Elzem olan, yapılması gereken şey şu: Bir ulaşımı güvenli kılmak, iki ücretsiz kılmak zorundasınız. Yer üzerindeki ulaşımın biz güvenli olmadığını düşünüyoruz. Örneğin bizim yerel yönetimler manifestomuzda ulaşımın mümkün olduğunca yer altına çekilmesi var. Aslında bu konuya değinmeniz çok iyi oldu. Örneğin 10 Mart’ta Marmaray projesinin 2. etabı açılacak. Şimdi bakın Birleşik Taşımacılık Çalışanları Sendikası bir açıklama yaptı. Herkesin buna dikkat etmesi gerektiğini düşünüyorum. 10 Mart’ta açılacak hatta bir kaza olursa; bunun nedenini biz kaza olmadan söyleyelim. Birincisi seçim şovlarında erken açılıyor. İkincisi yanlış hatırlamıyorsam 90’a yakın İŞKUR üzerinden makinist yeterli deneyim ve tecrübesi olmadan işe alınıyor. Üçüncüsü aynı zemin üzerinde iki farklı hat var. Biliyorsunuz kazaların en büyük nedeni makasların insan eliyle yürütülmesi dışında yeteri kadar dikkat edilmemesi az insan çalıştırıldığı için; sinyalizasyonun kısa mesafede tutulması. Bu şu demek; “Ben erkenden seçim şovu yapayım, erken açayım; insanlar ölürse ölsün. Sonra deriz ki bizim hatamız yok, suçu makiniste atarız”. Daha önceki kazalarda bu oldu. Megabüs, metrobüs daha açık bu kazalara. Bunun yerine biz ulaşımı ücretsiz yapalım, yeraltına çekelim; güvenli olsun. İBB’nin bütçesinin yüzde 1’i ulaşıma ayrılsa, İstanbul halkı akbil parası ödemek zorunda kalmayacak. Yetersiz bakiye olmayacak.

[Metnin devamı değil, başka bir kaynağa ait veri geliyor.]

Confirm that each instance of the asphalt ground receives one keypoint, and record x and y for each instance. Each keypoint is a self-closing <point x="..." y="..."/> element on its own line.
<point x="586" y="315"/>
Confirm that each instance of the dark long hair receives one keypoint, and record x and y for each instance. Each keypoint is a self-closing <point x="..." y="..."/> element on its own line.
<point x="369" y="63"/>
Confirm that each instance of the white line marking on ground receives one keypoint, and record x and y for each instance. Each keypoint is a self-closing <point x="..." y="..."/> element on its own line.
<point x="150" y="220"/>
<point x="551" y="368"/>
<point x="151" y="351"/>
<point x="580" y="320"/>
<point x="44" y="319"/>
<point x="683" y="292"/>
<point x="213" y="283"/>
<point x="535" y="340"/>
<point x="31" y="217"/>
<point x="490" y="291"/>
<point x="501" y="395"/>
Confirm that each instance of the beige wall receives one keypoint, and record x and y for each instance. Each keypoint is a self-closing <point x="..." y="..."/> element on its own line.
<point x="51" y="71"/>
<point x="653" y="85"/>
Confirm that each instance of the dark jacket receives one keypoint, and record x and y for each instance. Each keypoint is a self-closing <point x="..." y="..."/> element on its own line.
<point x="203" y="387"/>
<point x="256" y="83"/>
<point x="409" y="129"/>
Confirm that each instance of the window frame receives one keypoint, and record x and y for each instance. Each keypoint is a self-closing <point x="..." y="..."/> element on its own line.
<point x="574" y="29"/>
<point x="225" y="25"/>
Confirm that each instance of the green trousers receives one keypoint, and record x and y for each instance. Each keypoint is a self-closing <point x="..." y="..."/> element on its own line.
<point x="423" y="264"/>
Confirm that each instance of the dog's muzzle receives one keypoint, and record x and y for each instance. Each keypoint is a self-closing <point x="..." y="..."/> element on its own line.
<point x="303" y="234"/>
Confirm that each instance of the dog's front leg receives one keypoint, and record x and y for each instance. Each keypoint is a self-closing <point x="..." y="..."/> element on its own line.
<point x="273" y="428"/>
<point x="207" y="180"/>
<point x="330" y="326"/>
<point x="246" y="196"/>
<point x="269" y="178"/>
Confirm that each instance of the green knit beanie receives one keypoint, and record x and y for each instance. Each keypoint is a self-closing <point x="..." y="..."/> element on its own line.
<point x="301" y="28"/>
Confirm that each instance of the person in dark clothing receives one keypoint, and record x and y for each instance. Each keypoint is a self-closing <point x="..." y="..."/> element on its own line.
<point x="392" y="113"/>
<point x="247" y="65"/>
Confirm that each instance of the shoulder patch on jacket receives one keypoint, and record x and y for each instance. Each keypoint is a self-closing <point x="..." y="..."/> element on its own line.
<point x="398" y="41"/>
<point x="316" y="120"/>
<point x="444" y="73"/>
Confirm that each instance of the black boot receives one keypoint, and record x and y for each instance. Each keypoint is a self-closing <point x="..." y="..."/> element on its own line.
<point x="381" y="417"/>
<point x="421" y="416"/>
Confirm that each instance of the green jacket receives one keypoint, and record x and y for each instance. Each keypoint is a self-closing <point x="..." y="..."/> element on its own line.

Biz ücretsiz ulaşım vaat etmiyoruz. Ücretsiz ulaşım mümkündür ve haktır diyoruz. İBB’nin yüzde 1’lik bütçesi buna ayrılsa kimse akbile para ödemek zorunda kalmayacak diyoruz. Bizim bunu söylememiz aynı zamanda bir görev; İBB’nin yapması gereken de bir şey. O yüzden iki sağ ittifakın projelerine halkımız inanmasın ve kanmasın. Projeler niyetine İstanbul’u yaşanmaz bir kent haline getirdiler, hem de emekçileri İstanbul dışına attılar, açlığa ve yoksulluğa mahkûm ettiler. Bu yetmiyormuş gibi ücret alınmaması gereken şeylerden pahalıya belediyecilik “hizmetleri” görmeye çalışıyorlar. Bu da halkımızın yoksulluğunu kat be kat arttırıyor. Oy verirken bunlara dikkat etmeliler.
Halkın malını halka bedava vereceğiz. Erdoğan’la aramızdaki fark bu…
Sadece İstanbul’da değil Türkiye’nin her yerinde mümkün bu. Sosyalist belediyelerde kaynakların halk için kullanılmaya çalışıldığı belediyelerde ücretsiz ulaşım da, konut da mümkün.
Biz çok ortak bir ortak düzlem içerisindeyiz. Maçoğlu ne yaptı? İhaleyi sınırladı. Mümkün olduğunca yapmamaya çalıştı. Bu çok önemli bir kavram. Çünkü belediye hizmetleri ihaleler yoluyla ticarileştiriliyor ve belediye kamusal hizmetleri özel eliyle daha pahalıya satılıyor haliyle. Ama siz ihaleyi yasaklarsanız, ihaleden uzak durursanız; belediye kaynaklarıyla aynı hizmeti aynı şekilde yapabilirsiniz. Yani “özel güzeldir” diye bir şey yok. Özel halkın kazıklanmasıdır, hizmetlerin çok pahalıya satılmasıdır. Ovacık’ta ücretsiz ulaşım bu şekilde yapılabildi. Yani zengin olanın zenginleştirilmesi, şirketlerin ihale yoluyla para kazanması değil; o paranın halk için kullanıldığında otobüsü de ücretsiz yapabilirsin, suyu da sudan ucuz yapabilirsin. Biz aynı yürüyeceğiz.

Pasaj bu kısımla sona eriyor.